[Sca-cooks] OOP: German translation help, please
carlton_bach at yahoo.de
Fri Oct 17 00:51:20 PDT 2008
--- Stanza693 at wmconnect.com <Stanza693 at wmconnect.com> schrieb am Do, 16.10.2008:
> I bought some powdered salad dressing mixes when we were
> stationed in
> Wiesbaden. I adored the cucumber salads that we were able
> to get and thought I could
> do it myself when we returned Stateside. Unfortunately, I
> never learned more
> than "restaurant" speak so I haven't had much
> luck with the mix the times
> I've tried it. I could have sworn the real stuff was
> sour cream-y tasting, but
> all I see that I recognize is water and oil.
> I'm not sure how much of this is the instructions, but
> maybe someone could
> pick out the relevant part and let me know what to do???
> (Some of the words
> will look funny because I don't have anyway to add the
> Fur 2-4 Portionen Salat:
> 1 Gurke oder 150-200 g Blattsalat z.B. Frisee oder
For 2-4 portions of salad: 1 cucumber, or 150g leafy salad greens e.g. Frisee or Chinakohl (I'm not entirely sure of the translations and can't look them up, but Chinakohl is sort of like a big chicoree and frisee is basically fuzzy lettuce)
> Zubereitung: Den Inhalt eines Beutels in eine
> Salatschussel geben, mit 1 EL
> Wasser (bei Blattsalaten benotigen Sie 3 EL Wasser) und 3
> EL Ol verruhren.
> Zugabe von Essig nicht erforderlich. Vorbereitete Zutaten
> gut abtropfen lassen
> und unter die fertige Salatsauce mischen.

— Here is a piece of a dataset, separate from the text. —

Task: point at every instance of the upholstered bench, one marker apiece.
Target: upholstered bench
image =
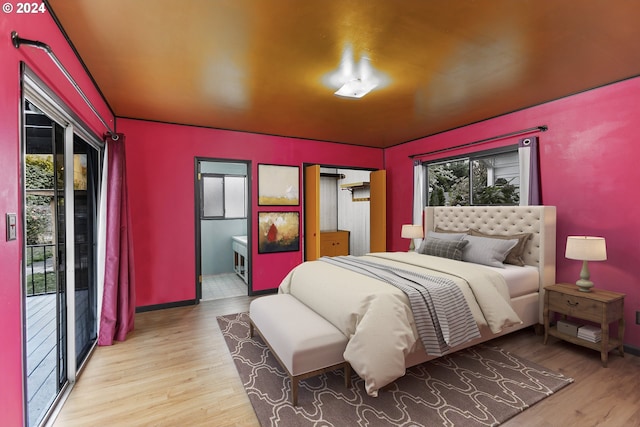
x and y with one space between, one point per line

Preparation: empty the contents of the bag into a salad bowl, mix with 1 tbsp of water (3 tbsp for leafy salads) and 3 tbsp of oil. No added vinegar necessary. Drain prepared ingredients thoroughly and mix with the salad dressing.
> Tipp: Dillkrauter - Dressing gelingt auch perfect mit 4 EL
> Joghurt, susser
> oder sauerer Sahne an Stelle von Ol.
Hint: Dill-herb dressing also turns out perfectly using 4 tbsp of yoghurt, sweet cream or sour cream instead of oil.
this part may be what you are looking fpor. Note that German 'sweet cream' (suesse Sahne)is the consistency of whipping cream, no heavier, and German 'sour cream' (saure Sahne) is unseasoned and has the consistency of yoghurt while being richer and heavier. A good fuill-fat yoghurt is probably the best substitutes as most German yoghurts tend to be watery and light.
I'm travelling ATM, but if you remind me Wednesday I'll have access to my cookbooks again and can dig out a salad dressing recipe for you. The Dr Oetker's school cookery book is bound to have the yoghurt cucumber salad in it.